Moles are seen as pests because of their tendency to destroy plant life while digging through lawns to make molehills. Thankfully, there are a number of ways to catch and remove them.
Find mole tunnels
Since moles live underground, they are very good diggers and will create underground tunnels for themselves. When searching for moles, look around molehills for signs of tunneling and underground animal activity. Fresh heaps of soil around your house can be an indication of mole activity. Also try to find out which directions the tunnels go, tunnels are often beneath grassy areas that feel softer to touch or walk on.
Find out if the tunnel is active
An active tunnel will most likely have fresh piles of dirt around it, this will tell you that a mole is inside and is still doing some digging in search of earthworms and grubs. But to be extra sure, step on the tunnel in a way that it collapses at one or both ends. Leave the tunnel entrance covered with dirt. After a day, return to the collapsed tunnel to observe if the collapsed soil has been pulled out once more.
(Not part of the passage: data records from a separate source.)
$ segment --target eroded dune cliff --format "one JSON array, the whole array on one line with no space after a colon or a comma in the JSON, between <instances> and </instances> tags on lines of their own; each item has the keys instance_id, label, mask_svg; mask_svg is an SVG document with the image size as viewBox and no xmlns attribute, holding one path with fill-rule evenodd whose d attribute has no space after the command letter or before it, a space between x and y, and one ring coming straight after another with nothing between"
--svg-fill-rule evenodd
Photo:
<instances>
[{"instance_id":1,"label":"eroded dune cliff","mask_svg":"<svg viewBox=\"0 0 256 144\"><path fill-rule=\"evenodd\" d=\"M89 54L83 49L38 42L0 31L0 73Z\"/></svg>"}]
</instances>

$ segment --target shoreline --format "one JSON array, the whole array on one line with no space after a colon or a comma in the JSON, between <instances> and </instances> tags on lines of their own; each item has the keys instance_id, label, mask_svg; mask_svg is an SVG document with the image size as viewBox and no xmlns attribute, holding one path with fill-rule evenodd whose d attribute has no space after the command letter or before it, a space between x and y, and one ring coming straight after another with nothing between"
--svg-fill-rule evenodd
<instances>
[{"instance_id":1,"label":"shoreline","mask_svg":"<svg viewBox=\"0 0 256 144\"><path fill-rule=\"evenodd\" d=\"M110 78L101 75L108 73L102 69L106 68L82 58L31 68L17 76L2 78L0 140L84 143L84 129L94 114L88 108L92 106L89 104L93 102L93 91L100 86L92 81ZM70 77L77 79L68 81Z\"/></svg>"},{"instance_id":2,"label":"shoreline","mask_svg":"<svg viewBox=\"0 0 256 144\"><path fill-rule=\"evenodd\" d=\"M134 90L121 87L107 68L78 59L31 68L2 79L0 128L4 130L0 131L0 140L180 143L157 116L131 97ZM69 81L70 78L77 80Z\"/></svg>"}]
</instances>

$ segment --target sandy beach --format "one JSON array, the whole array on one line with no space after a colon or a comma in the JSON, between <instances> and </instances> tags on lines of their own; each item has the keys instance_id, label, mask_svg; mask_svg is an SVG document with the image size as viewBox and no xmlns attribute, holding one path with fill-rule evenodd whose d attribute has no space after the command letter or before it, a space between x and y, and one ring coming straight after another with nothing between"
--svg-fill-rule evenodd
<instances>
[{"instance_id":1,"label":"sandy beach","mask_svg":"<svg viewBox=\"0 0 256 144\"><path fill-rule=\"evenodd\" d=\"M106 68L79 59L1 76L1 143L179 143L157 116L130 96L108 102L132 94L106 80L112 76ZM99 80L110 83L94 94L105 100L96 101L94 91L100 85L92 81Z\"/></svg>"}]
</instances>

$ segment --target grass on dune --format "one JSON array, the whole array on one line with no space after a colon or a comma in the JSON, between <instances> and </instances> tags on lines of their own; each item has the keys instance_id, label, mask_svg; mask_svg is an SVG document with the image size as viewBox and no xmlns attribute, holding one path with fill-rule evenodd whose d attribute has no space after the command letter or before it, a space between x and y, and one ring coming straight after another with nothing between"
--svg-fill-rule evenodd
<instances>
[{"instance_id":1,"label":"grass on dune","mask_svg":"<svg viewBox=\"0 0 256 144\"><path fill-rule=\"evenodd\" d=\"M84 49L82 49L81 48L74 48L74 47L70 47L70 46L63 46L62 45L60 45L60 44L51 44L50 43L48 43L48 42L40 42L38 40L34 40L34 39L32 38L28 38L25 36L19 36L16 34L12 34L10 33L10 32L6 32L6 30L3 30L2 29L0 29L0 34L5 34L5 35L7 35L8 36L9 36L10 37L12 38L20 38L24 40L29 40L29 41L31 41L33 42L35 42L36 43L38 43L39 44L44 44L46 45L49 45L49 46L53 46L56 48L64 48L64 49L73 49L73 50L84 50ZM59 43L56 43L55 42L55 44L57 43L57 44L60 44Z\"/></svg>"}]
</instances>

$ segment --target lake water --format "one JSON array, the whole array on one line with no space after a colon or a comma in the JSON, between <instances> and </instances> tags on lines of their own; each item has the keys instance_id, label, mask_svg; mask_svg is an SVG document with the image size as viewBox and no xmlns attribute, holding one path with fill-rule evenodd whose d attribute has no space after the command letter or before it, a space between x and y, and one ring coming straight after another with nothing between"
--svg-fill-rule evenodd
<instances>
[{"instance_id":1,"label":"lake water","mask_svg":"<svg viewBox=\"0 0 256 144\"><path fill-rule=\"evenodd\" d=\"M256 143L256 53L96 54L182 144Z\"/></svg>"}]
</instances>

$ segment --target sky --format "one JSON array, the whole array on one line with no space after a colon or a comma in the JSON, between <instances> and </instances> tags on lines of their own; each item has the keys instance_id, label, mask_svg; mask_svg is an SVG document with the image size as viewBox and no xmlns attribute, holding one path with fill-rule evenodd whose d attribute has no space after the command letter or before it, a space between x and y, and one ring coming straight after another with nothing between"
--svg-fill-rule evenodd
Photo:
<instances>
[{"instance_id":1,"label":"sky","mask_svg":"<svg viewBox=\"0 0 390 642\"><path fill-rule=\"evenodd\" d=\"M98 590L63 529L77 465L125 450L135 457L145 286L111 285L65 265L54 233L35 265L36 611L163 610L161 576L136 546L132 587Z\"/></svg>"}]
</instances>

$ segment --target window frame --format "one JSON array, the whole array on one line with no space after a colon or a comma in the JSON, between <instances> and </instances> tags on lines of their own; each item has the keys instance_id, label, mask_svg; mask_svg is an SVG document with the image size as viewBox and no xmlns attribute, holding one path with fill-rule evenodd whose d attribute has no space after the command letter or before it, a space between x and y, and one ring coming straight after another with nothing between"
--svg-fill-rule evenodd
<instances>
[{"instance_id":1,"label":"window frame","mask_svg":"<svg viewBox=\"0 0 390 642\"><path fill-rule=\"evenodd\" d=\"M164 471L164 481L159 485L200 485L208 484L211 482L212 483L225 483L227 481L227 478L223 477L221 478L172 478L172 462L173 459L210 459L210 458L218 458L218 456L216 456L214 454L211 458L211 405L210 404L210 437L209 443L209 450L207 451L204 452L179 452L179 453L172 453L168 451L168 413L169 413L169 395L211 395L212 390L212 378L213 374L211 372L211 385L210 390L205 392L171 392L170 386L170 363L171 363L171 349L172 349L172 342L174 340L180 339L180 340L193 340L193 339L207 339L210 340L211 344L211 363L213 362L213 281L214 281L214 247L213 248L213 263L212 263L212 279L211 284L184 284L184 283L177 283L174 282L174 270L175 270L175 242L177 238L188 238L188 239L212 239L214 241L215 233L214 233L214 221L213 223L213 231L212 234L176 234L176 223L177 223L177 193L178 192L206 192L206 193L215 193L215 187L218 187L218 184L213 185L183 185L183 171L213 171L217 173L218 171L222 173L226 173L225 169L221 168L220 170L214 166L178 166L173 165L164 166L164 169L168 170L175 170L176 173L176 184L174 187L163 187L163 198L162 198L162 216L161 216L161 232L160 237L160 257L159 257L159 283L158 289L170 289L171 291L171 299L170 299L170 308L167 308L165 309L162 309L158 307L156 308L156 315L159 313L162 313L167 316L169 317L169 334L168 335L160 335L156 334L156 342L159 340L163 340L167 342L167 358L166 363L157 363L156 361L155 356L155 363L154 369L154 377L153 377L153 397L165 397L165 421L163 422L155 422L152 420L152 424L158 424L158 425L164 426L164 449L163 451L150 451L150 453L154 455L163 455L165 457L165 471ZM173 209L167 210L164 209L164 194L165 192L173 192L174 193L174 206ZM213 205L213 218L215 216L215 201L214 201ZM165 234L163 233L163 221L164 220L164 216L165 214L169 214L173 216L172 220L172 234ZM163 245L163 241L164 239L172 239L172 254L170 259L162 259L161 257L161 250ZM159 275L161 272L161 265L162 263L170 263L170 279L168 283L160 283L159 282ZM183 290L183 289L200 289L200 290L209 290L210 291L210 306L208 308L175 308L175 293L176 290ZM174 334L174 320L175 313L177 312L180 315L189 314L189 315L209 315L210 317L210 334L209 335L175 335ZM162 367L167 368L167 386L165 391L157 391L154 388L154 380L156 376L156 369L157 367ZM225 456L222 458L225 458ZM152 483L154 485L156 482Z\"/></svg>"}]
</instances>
If so, then the tunnel is active.
Set a mole trap
When shopping for a mole trap, you will find that there are a few options to choose from, there are the scissor jaw traps, the harpoon traps, and the choker loop traps. These traps differ in how they catch the mole, but almost all are deadly. Each trap will come with a set of instructions on how to use it, so make sure to carefully read the instructions to determine the best approach to set the trap.
Once you have figured out how to open and set the trap, place it in the tunnel. But first, you have to prepare the tunnel for the trap. To do this, use a trowel to cut out a section of the tunnel, compact the dirt at the tunnel’s bottom, place the trap and cover it with loose dirt. The compact soil will prevent the mole from digging beneath the trap, while the loose soil will encourage the mole to dirt into the trap.
Finally, cover the trap. To keep kids and pets away from the trap, cover it with a big bucket. The bucket will also aid in blocking light, allowing the mole to keep digging.
Check the trap
Check the trap at least a day to see whether a mole has been caught. Remove both the mole and the trap once the trap has successfully trapped the mole. Shift the trap to a different location if it doesn’t catch a mole after a couple of days. There are a few reasons why a mole trap might not work, and some of these reasons include faulty trap setting, altered burrowing habits, excessive tunnel disturbance, but you’ll have to learn from experimenting. You should check if the trap was properly set and place your trap somewhere else if it doesn’t make a catch after 2 days.
Remove the mole
Congratulations if your trap successfully caught a mole. Now, it’s time to carefully dispose of the dead mole. There are some precautions to take for this exercise. First, you want to make sure that your hands do not come in contact with the animal. Wear thick gloves or wrap a plastic bag over your hands before grabbing the mole. Place the mole in the trash bag and seal it with a tie.